Cherchons ce qui est vray, ce qu’un Lecteur froid approuve, ce que les reflexions des siécles à venir ne démentiront jamais.

Et puisque nous sommes redevables de nos estudes à nostre invincible Protecteur, ne comptons pour louanges dignes de luy, que celles que la postérité allouera, que personne ne contestera, & qui agréeront mesme à ses ennemis, dont ils demeureront d’accord, non seulement forcez de les avouer, mais bien aises de les en- tendre.

Telles sont les louanges que vous venez de luy donner, Monsieur ; eh qui dans l’Europe peut disputer au Roy la gloire de bien parler ? Toutesfois, Monsieur, parler en Roy n’est pas seulement répondre juste, s’exprimer avec grâce, accorder avec plaisir, refuser avec bonté : ce n’est pas seulement avoir des termes purs, un stile poli, en peu de paroles renfermer beaucoup de sens, ny précipité, ny équivoque, ny railleur, conserver en parlant, une aimable fierté, & une souveraine bien-séance.

C’est quelque chose de plus. Parler en Roy, c’est parler souvent comme si on ne l’etoit pas, quitter le langage d’un Monarque pour prendre celuy d’un père. C’est parler en Juge pour la justice contre ses interests, en vainqueur pour la misericorde contre les injures ; en Chrestien pour le devoir contre les passions ; disons tout, parler en Roy, c’est prononcer en faveur de ses peuples contre ses triomphes, annoncer la paix par la bouche de la Victoire, décider en faveur de l’Univers, dût-il estre ingrat, & préférer à l’avantage d’estre la terreur du monde, celuy d’en estre le bienfaicteur.

Voila des louanges que j’appelle dignes de luy, d’autant plus vrayes qu’elles percent les Alpes & les Pyrénées, qu’elles traversent le Rhin & l’Ocean, que nous pouvons les publier dans l’Assemblée generale des Nations. Louanges que la joye dicte, que l’envie confesse, que la Religion approuve.

Personne ne contestera non plus le second Eloge que vous avez donné au Roy, d’avoir l’esprit de toutes les conditions : n’en demeurons point là : il en a aussi le cœur, & non seulement de toutes les conditions, mais de tous les peuples de la Terre.

En quelque endroit du monde que nous allions, chez les Souverains, dans les Republiques, nous pouvons prononcer le Panégyrique de la Paix qu’il a donnée : il sera écouté aussi favorablement que dans ce Palais. Que dis-je ? ces peuples qui doivent leur repos à la clémence s’expliquent mieux que nous. Allons les entendre, il ne faut pas d’interprète.
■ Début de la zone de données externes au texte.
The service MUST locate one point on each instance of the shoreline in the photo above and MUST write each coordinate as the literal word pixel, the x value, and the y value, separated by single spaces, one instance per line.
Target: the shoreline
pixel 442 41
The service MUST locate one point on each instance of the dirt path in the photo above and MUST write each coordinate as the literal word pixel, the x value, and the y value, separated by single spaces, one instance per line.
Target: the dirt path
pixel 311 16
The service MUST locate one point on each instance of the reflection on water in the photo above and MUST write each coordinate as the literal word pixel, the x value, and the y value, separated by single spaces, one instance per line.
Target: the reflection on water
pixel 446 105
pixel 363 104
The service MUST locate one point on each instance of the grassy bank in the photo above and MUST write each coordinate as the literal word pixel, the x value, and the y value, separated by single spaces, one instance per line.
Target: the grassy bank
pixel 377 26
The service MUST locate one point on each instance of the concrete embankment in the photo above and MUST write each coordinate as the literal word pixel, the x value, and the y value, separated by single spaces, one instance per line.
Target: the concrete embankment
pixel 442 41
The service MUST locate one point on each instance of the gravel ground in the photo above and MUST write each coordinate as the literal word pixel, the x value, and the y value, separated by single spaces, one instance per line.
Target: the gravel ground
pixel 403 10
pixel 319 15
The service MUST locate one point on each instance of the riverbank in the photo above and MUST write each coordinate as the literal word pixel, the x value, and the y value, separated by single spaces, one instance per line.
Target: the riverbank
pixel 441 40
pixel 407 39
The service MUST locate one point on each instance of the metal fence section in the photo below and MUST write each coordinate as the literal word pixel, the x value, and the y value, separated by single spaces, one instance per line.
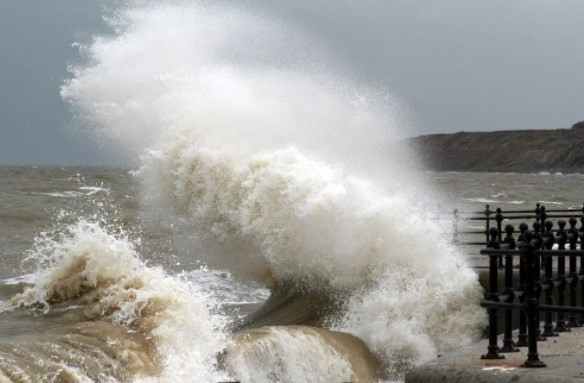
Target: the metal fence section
pixel 543 248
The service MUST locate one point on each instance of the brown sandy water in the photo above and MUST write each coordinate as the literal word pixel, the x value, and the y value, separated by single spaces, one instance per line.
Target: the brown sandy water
pixel 78 325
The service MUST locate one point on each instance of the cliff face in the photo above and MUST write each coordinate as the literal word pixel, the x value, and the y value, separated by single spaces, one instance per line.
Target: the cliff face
pixel 504 151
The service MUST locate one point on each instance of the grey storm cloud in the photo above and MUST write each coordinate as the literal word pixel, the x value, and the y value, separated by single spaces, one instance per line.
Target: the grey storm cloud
pixel 457 65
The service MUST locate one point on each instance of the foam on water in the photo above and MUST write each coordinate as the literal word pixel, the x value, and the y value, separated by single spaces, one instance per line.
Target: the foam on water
pixel 99 276
pixel 243 128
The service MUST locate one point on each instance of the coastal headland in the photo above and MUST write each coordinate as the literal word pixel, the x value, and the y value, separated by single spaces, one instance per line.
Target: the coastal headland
pixel 523 151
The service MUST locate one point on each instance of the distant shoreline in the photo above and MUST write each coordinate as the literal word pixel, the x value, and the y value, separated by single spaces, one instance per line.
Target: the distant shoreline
pixel 510 151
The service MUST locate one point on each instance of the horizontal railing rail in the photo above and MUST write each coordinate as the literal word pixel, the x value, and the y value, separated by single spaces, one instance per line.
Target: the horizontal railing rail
pixel 542 248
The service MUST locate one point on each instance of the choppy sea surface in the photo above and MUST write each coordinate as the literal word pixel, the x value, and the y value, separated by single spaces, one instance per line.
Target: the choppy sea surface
pixel 90 280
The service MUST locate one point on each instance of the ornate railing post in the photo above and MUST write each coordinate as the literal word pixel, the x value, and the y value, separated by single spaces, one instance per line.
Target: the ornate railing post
pixel 531 301
pixel 542 222
pixel 487 213
pixel 493 296
pixel 548 283
pixel 581 271
pixel 561 283
pixel 538 243
pixel 499 220
pixel 573 276
pixel 522 336
pixel 509 243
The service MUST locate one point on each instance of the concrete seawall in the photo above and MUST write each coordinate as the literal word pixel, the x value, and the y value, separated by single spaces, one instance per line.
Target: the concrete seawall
pixel 564 356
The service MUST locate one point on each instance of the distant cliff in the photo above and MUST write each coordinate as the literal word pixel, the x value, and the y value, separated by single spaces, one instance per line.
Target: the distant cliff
pixel 504 151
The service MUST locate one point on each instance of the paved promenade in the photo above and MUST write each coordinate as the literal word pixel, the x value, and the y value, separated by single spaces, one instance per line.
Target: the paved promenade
pixel 564 356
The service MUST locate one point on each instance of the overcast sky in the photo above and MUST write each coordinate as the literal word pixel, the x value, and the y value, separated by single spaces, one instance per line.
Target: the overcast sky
pixel 457 64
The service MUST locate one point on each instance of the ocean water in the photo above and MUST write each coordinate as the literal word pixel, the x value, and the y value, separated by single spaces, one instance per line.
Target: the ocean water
pixel 270 227
pixel 94 288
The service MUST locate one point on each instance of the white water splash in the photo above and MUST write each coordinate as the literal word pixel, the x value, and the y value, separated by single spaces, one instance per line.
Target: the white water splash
pixel 239 132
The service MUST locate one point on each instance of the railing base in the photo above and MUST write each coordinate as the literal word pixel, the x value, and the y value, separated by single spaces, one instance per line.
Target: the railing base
pixel 535 363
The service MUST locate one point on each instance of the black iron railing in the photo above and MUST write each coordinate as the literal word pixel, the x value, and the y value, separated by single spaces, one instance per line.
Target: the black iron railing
pixel 547 248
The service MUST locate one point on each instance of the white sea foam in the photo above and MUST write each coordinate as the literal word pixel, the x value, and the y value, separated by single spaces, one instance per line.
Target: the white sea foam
pixel 239 134
pixel 87 267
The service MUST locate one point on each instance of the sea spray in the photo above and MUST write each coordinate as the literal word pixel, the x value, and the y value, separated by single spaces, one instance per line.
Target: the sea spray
pixel 256 147
pixel 124 321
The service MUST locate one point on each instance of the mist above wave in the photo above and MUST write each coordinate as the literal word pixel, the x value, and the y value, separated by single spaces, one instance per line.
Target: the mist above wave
pixel 243 127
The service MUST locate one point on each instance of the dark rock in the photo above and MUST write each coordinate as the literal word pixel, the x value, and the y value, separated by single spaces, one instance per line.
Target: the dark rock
pixel 504 151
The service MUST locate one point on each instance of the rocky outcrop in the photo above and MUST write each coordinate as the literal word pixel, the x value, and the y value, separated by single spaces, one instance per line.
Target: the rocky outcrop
pixel 504 151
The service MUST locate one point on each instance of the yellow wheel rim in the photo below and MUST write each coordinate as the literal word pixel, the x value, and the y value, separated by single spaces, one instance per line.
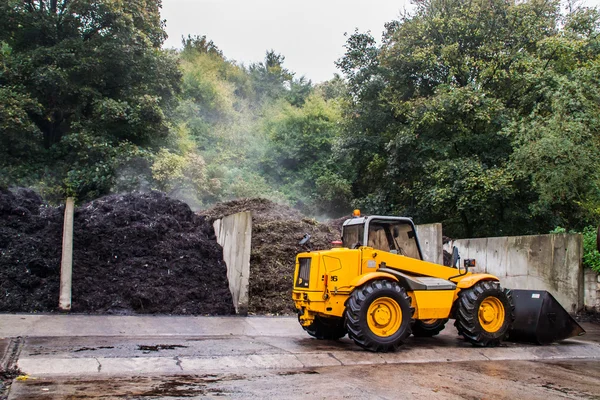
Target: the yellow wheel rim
pixel 491 314
pixel 384 316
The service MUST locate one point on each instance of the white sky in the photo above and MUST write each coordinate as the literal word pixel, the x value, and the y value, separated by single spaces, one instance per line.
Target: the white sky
pixel 309 33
Les acclamations & les réjouissances sont par tout d’un mesme langage, la flatterie n’y a point de part, l’eloquence n’a jamais fait consentir l’Univers malgré luy. Tel est l’Eloge digne du premier des hommes, ce Panégyrique universel que la nature fait dans les cœurs, sans attendre le secours de l’Art.
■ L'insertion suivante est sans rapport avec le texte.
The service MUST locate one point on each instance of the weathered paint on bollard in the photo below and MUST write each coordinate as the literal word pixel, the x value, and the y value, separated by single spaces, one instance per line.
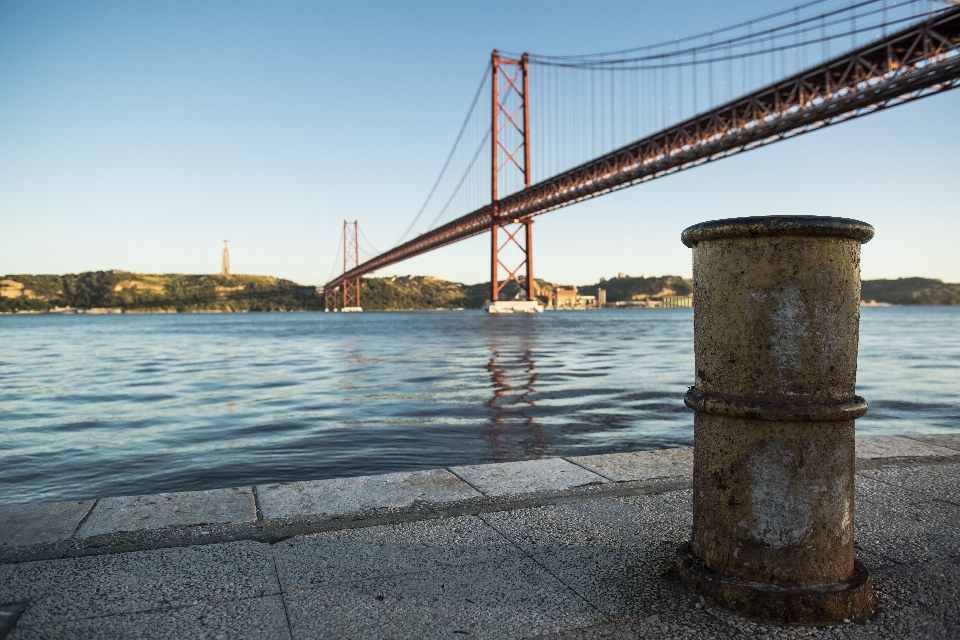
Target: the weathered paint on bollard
pixel 776 329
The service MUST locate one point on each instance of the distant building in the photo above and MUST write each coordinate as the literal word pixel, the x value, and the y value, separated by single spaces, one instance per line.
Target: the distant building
pixel 672 302
pixel 225 270
pixel 565 297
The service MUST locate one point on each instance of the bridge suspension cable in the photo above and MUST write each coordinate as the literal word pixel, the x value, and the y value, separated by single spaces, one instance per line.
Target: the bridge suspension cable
pixel 456 146
pixel 601 122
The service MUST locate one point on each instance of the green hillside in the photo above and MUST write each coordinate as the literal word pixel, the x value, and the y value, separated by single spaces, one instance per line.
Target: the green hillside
pixel 145 292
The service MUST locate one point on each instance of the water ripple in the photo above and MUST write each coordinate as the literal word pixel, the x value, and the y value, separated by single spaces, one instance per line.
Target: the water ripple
pixel 118 405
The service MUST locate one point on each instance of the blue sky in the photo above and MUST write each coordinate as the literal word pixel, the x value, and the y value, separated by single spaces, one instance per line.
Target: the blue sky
pixel 139 135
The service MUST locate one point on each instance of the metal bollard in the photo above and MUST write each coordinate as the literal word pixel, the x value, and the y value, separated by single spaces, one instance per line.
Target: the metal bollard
pixel 776 330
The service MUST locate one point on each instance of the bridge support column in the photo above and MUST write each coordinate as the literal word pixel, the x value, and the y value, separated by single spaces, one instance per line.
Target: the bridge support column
pixel 776 330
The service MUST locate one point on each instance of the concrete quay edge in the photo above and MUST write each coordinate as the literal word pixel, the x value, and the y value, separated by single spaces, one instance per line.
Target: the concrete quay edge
pixel 278 511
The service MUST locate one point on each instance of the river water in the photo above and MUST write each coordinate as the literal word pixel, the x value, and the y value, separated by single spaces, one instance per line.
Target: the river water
pixel 95 406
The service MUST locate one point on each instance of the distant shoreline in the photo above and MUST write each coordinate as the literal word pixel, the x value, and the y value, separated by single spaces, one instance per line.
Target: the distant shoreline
pixel 113 292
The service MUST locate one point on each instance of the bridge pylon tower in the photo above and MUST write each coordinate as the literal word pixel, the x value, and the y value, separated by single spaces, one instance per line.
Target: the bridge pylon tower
pixel 510 134
pixel 345 293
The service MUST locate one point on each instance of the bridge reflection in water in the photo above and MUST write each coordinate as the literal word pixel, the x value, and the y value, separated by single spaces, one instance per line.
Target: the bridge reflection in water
pixel 512 429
Avant la paix, quand on racontoit ses prodiges, ils ne pouvoient le nier ; mais avouons le vray, quand ils voyoient la Victoire, l’inexorable Victoire le suivre par tout où ils portoient leurs armes, & comme se multiplier pour luy sans retour & sans pitié pour eux, quand toute l’Europe liguée ne peut compter pour succés qu’une Ville reprise dans le cours de neuf années de guerre, croyez-vous de bonne foy que leur étonnement fist leur satisfaction ? Ils entendoient l’Eloge du Roy comme on entend le tonnerre avec chagrin, avec tremblement. Mais depuis que sa modération les a surpris autant que sa puissance, toutes les oreilles sont ouvertes pour entendre ses louanges, & toutes les bouches pour les repeter : elles desesperent ceux qui les veulent imiter, embarassent ceux qui les veulent écrire, occupent les uns, charment les autres, réjouissent tout le monde, & n’importunent plus que luy.
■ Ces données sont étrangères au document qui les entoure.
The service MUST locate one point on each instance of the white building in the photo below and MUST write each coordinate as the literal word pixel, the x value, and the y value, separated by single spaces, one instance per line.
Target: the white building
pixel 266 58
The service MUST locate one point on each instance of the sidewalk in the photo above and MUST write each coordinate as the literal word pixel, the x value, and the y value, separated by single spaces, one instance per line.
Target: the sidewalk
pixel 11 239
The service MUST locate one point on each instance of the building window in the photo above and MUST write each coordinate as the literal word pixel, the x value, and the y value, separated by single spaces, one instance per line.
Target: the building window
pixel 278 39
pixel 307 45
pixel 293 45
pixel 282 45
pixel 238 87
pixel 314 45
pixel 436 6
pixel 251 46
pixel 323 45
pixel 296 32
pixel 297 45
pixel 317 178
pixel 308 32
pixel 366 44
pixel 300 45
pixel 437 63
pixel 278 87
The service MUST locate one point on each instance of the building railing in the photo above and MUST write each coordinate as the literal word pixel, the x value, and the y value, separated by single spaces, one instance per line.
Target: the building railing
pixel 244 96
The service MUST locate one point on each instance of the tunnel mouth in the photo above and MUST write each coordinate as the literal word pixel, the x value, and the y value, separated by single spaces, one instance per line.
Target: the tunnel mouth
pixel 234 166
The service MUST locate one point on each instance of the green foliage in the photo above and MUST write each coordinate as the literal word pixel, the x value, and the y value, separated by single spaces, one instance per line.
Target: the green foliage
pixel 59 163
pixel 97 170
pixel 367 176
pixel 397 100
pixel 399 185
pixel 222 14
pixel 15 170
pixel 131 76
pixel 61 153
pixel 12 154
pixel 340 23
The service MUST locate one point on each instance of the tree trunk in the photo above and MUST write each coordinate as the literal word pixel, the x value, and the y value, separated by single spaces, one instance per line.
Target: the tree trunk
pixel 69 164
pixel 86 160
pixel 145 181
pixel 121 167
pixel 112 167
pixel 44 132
Ce seroit trop peu d’estre agréables à toute la Terre, si elles ne l’estoient au Ciel. Comment, ne le seroient-elles pas ? Quand il s’est agi de ses propres interests, on l’a trouvé facile & généreux. Quand il a esté question de ceux de la Religion, il n’a jamais rien relasché, toujours ferme, inflexible, intraitable. C’est que pour sa gloire il peut estre indifferent, pour sa Religion il ne peut luy estre infidelle, parce qu’il met la gloire dans le bonheur du monde, & le bonheur du monde dans la Religion.

Bien éloigné de ces Conquerans, qui pour venger leurs injures, pardonnent celles de Dieu, reprennent sur luy ce que leur vertu leur fait perdre, & deffrayent leur modération aux dépens de leur Foy : Louis a fait grace à tout, excepté à l’Heresie, a mieux aimé que sa gloire payast pour la Religion, a eu le bonheur de calmer l’Europe sans qu’il en coustast rien à l’Eglise, de faire la joye des hommes sans troubler celle des Anges, & de mettre la Terre en repos sans mettre le Ciel en courroux.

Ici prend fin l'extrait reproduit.